A walk through the expansive Donholm estate in Nairobi’s Eastlands area may not seem like much at first – especially to those of us who landed on planet earth just the other day.
A quick chat with the older Kenyan folk – the uncelebrated custodians of Kenya’s history, changes all that as a whole new side to this suburb is revealed.
Donholm was the home of James Kerr Watson, a prolific architect credited with the design and construction of numerous monumental buildings in Nairobi today such as the Kenya National Archives building.
Watson owned 4,600 acres of the Donholm estate that stretched from the eastern side of the City Stadium to the modern-day location of Donholm estate. The estate was named after the Donholm estate in Glasgow, UK.
Watson also lay the foundation for the modern day Kenyatta Avenue, then known as the Sixth Avenue. It was later renamed Delamere Avenue. It is also said that most of the palm trees we admire today in Nairobi were planted by this man.
At one time, when he could not deliver his milk to the city, he built his own murram track and called it Donholm road. Donholm road is the present-day Jogoo Road.

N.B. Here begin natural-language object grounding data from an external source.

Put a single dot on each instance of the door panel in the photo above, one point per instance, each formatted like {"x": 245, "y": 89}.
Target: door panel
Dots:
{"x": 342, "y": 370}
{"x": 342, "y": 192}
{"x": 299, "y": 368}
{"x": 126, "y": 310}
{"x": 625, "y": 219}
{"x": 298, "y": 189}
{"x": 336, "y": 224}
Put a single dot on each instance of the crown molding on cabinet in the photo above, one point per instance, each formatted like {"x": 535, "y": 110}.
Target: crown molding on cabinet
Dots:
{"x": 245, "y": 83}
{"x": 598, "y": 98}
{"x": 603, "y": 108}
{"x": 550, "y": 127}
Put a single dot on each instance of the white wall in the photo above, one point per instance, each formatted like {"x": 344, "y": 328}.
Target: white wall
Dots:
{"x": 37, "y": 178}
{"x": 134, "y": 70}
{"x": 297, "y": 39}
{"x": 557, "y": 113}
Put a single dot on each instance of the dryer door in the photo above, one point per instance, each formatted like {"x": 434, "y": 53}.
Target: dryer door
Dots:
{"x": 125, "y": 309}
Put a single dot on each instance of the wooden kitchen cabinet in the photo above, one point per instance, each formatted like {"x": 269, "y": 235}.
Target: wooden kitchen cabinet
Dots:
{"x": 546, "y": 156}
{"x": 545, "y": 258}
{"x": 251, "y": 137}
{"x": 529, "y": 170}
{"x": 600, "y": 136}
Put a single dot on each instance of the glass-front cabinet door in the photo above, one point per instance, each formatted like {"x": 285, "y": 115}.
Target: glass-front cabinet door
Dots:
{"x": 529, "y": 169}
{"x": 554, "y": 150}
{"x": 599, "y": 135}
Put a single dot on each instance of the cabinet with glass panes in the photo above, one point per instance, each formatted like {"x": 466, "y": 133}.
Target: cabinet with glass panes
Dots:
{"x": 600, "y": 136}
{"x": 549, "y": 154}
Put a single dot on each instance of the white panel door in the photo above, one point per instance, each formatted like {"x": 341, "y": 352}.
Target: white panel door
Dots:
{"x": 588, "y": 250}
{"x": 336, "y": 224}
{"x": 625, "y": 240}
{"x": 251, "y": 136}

But it is, perhaps, the role Watson’s Donholm estate played as a centre for the development of the dairy sector in Kenya that is fondly remembered to-date. At Donholm, the first cattle dip in Kenya was built.
The cattle dip was part of ongoing research efforts to explore ways to combat the dreaded East Coast Fever that had become a menace among cattle farmers in Kenya.
It is also in this very place that the first breeds of Ayrshire cows in East Africa were tried for their adaptability to the tropical climate.
Next time you are around this heavily congested suburb of Nairobi, pause to imagine that at one point in the past, pedigree Ayrshire roamed free and a cattle dip lay somewhere waiting to save Kenya’s dairy sector from the threat of disease.
Watson is, of course, long gone. He died at the age of 77 and now rests at the City Park cemetery. His grave is just a few metres from Pio Gama Pinto’s. Pio Gama Pinto was a great nationalist and a celebrated Kenyan hero. Now you know.